Likewise his collection of books, brought from all over the known world, was the first attempt to gather all written knowledge in one place, the first true, if private, library. These were the seeds of the modern world, first planted in the Lyceum, but which would grow to maturity not long after Aristotle’s death, in the soil of Alexandria.
The death of Alexander in Babylon also ushered in the last sad year in Aristotle’s life. After Alexander’s death a wave of hostility against Macedonians swept through Athens, and he was accused of impiety—the same charge that had been brought against Socrates. Placed in an impossible position, with the stark fate of Socrates before him, Aris
totle chose to leave Athens and his beloved Lyceum, saying he would rather abandon the city than give the Athenians another chance to sin against philosophy. Aristotle retired to his house at Chalcis in Euboea, where he died within the year from a stomach complaint.
But if relations between Aristotle and Alexander had been strained and the strange intertwining of their fates had brought an end to both men, both their legacies were being kept alive across the Mediterranean by that other pupil of both—Ptolemy. What level of correspondence existed between Aristotle and Ptolemy is unknown, although Aristotle’s writings against Cleomenes perhaps suggest that the old master was still guiding his pupil’s hand. But regardless of how actively Aristotle was involved in Ptolemy’s plans, it was in Ptolemy’s Egypt that the ideas of philosophy’s great triumvirate—Socrates, Plato, and Aristotle—would be tested in the real world. If there was ever to be a land of philosopher-kings, it would be here and now.
CHAPTER FIVE
CITY OF THE MIND
The great pagan world of which Egypt and Greece were the last living terms . . . once had a vast and perhaps perfect science of its own, a science in terms of life. In our era this science crumbled into magic and charlatanry. But even wisdom crumbles.
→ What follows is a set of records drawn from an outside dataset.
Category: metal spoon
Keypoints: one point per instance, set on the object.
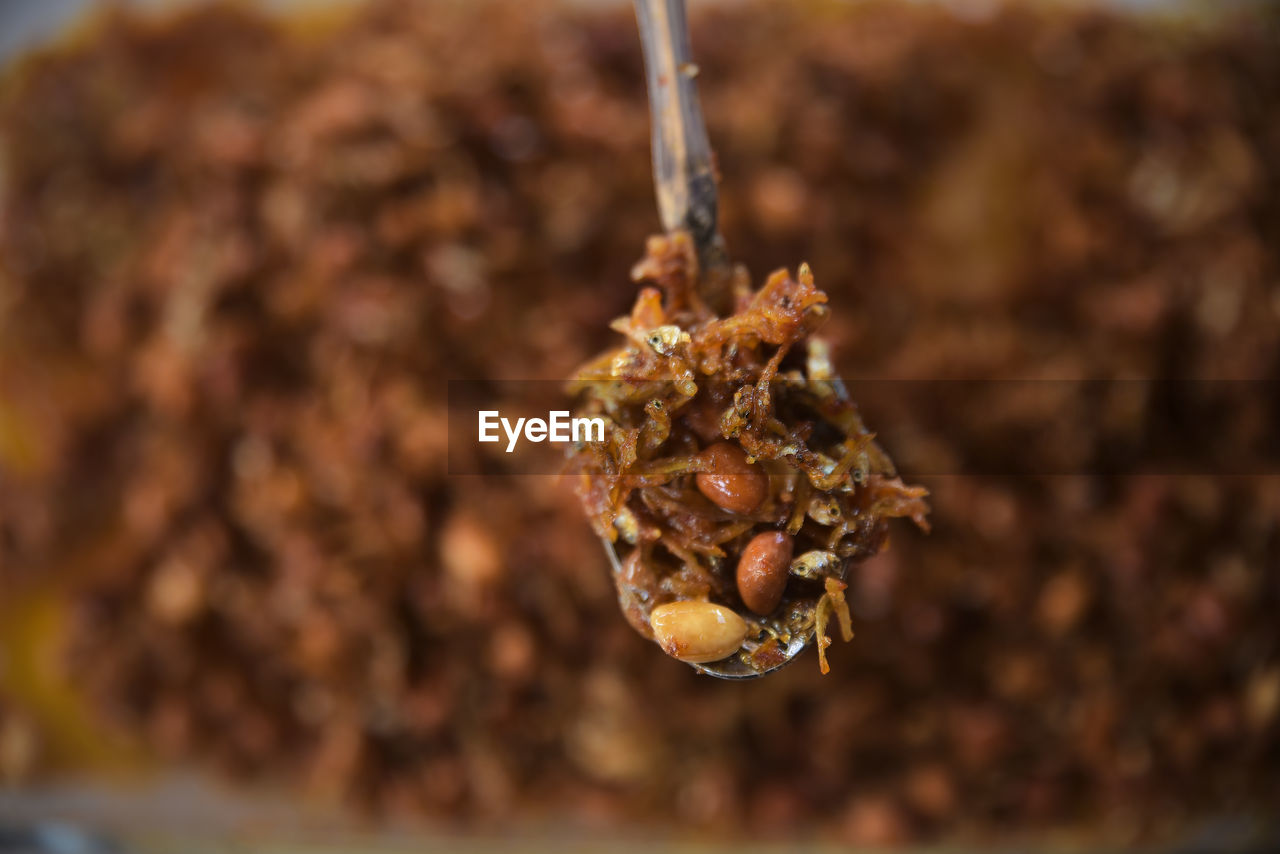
(685, 182)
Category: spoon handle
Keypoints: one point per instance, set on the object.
(682, 170)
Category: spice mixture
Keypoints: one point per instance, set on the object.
(238, 264)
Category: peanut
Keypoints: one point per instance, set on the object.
(762, 570)
(696, 631)
(732, 483)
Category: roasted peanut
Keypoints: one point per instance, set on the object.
(696, 631)
(732, 484)
(762, 570)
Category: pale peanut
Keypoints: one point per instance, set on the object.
(698, 631)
D. H. Lawrence, Fantasia of the Unconscious
There had been nothing in the way Ptolemy came to power to suggest that he intended to behave differently from any of the kings of the ancient Mediterranean. He had gained his kingdom through battles, grave robbing, and murder, yet by the time of Aristotle’s death on March 7, 322 BC, word was already circulating that the great work starting in Egypt was not, unlike her neighbors’, simply directed at building armies and war machines. Instead, the focus was on creating something far more unusual: a vast body of knowledge. In an age when most of the great philosophers and poets frequently moved between cities and countries, looking for new patrons and avoiding the endless wars, here was a place of continuous protection and patronage, a place where the armories were being filled not just with weapons but with the tools of pure reason. And so the greatest minds of the day—indeed some of the greatest minds of all time—began to answer the call.